Herziening richtlijn Radiotherapie bij patiënten met pacemaker, ICD en niet-cardiale actieve implantaten
Op basis van inzichten uit recente literatuur en de praktijk in Nederland is de richtlijn Radiotherapie bij patiënten met pacemaker, ICD en niet-cardiale actieve implantaten herzien. Er worden onder andere nieuwe aanbevelingen voor behandeling gedeeld.
Op basis van inzichten uit recente literatuur en de praktijk in Nederland is de richtlijn Radiotherapie bij patiënten met pacemaker, ICD en niet-cardiale actieve implantaten herzien. Er worden onder andere nieuwe aanbevelingen voor behandeling gedeeld.
De richtlijn Radiotherapie bij patiënten met actieve implantaten werd in 2011 voor het eerst gepubliceerd. In de afgelopen 12 jaar is er veel veranderd.
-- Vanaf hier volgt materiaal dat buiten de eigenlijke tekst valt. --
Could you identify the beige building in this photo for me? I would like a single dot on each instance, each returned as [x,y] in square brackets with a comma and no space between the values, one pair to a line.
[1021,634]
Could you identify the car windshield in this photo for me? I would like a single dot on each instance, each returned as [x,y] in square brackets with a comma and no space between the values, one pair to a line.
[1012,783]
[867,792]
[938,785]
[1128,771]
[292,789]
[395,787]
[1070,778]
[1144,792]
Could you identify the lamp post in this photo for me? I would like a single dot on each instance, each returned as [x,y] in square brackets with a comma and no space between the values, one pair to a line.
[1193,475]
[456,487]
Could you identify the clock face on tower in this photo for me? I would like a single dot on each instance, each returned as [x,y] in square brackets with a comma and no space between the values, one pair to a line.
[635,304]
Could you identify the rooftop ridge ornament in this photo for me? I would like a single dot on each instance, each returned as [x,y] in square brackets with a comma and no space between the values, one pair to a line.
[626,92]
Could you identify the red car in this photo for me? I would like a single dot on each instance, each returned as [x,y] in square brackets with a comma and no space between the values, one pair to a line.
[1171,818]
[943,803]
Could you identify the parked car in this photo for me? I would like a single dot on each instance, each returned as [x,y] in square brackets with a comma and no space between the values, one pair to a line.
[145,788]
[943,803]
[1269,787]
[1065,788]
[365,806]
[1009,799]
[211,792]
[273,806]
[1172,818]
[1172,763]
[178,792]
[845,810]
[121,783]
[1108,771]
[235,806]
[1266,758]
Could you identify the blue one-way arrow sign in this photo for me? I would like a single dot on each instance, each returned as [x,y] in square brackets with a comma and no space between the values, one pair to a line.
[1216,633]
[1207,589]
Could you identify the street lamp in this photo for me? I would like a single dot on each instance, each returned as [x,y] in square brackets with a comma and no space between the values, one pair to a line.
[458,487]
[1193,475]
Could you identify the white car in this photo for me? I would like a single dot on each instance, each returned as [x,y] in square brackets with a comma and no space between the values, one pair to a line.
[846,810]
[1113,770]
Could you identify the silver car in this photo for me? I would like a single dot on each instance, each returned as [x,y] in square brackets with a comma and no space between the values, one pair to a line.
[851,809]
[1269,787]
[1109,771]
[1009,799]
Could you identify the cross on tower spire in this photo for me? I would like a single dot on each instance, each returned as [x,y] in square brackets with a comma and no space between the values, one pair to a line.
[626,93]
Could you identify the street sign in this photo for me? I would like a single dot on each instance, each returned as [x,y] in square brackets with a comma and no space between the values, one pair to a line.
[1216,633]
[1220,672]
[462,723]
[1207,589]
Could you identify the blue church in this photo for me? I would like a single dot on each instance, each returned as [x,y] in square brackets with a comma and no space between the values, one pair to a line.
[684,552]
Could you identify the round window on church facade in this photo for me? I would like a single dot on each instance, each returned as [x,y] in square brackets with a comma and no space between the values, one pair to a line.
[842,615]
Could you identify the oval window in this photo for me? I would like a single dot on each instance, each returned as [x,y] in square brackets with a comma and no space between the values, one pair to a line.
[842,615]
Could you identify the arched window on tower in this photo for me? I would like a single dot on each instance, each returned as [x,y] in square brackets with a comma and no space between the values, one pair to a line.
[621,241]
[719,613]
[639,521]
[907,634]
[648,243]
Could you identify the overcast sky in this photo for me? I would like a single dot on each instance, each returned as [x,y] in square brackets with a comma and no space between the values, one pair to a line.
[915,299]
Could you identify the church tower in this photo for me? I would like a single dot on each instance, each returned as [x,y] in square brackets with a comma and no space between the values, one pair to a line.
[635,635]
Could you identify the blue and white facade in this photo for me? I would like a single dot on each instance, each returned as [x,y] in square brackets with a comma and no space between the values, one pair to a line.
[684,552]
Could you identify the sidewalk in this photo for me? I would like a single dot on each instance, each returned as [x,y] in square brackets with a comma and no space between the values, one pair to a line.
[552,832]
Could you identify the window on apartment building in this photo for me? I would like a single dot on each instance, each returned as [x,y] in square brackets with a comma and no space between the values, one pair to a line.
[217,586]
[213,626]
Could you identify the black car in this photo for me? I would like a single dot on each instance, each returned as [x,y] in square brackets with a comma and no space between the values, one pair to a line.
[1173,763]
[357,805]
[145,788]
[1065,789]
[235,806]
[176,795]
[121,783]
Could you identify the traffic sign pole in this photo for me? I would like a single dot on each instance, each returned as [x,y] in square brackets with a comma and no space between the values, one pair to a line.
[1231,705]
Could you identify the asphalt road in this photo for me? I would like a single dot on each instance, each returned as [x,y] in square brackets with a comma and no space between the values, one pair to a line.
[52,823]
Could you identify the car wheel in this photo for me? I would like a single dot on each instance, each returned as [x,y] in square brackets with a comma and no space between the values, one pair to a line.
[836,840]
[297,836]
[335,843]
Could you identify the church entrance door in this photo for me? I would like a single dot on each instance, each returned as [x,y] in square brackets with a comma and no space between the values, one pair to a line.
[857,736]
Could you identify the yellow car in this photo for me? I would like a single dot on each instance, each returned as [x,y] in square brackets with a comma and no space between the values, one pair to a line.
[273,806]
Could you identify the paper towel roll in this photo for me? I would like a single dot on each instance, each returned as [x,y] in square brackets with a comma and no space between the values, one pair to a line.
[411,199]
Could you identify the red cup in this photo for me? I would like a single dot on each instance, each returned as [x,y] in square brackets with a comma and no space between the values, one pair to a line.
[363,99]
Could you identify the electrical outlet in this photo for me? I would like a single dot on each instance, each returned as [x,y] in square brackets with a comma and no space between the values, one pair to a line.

Zo zijn er veel nieuwe studies gepubliceerd en hebben andere landen richtlijnen opgesteld. Maar er zijn ook MRI-versnellers op de markt gekomen en radiotherapie met protonen is in Nederland beschikbaar geworden. Om die reden was een herziening nodig. Via een enquête is de klinische praktijk van instituten en afdelingen in Nederland in kaart gebracht. De herziene richtlijn is gebaseerd op die inzichten en nieuwe literatuur.
Wat is herzien?
In de richtlijn zijn vier belangrijke onderwerpen herzien:
- Neutronendosis en CIED-verstoringen
De nadruk ligt nu op neutronendosis als belangrijkste factor voor CIED-verstoringen. Bij niet-neutronen producerende bundelenergieën is er volgens recente literatuur geen relatie gevonden tussen CIED-defecten en dosis tot minimaal 5 Gy. Daarom maakt de herziene richtlijn onderscheid tussen radiotherapie met niet of nauwelijks neutronen-producerende bundelenergieën (fotonen ≤ 10 MV en elektronen) en neutronen-producerende bundelenergieën (fotonen > 10 MV en protonen). - Antitachycardie therapie bij ICD’s
De aanbeveling om antitachycardie therapie van ICD’s te onderdrukken tijdens radiotherapie is herzien. Wereldwijd zijn er tijdens bestralingen van patiënten met een ICD in de literatuur nooit onterechte shocks gemeld. Bij fotonenergieën ≤ 10 MV of elektronen hoeft de programmering van de CIED daarom niet aangepast te worden. - CIED-controles
Extra CIED-controles zijn aangepast. Bij fotonen ≤ 10 MV of elektronen en een CIED-dosis < 10 Gy zijn extra controles niet nodig. Bij een CIED-dosis > 10 Gy of gebruik van neutronen-producerende energieën worden wel nog extra controles aanbevolen. Het gaat om één extra controle binnen een maand na radiotherapie en daarnaast bij fotonen > 10 MV en protonen een wekelijkse controle tijdens radiotherapie. - Niet-cardiaal actieve implantaten
Aanbevelingen zijn toegevoegd voor radiotherapie bij patiënten met niet-cardiaal actieve implantaten zoals intrathecale pompen, cochleaire implantaten, neurostimulatoren en insulinepompen, in lijn met recente literatuur.
Samenwerking
De richtlijn is ontwikkeld op initiatief van de Nederlandse Vereniging voor Radiotherapie en Oncologie (NVRO) in samenwerking met de klinisch fysici (NVKF), cardiologen (NVVC) en hartstimulatiespecialisten (VITHaS). Het Kennisinstituut van de Federatie Medisch Specialisten heeft het traject begeleid. Financiering is afkomstig van de Stichting Kwaliteitsgelden Medisch Specialisten (SKMS).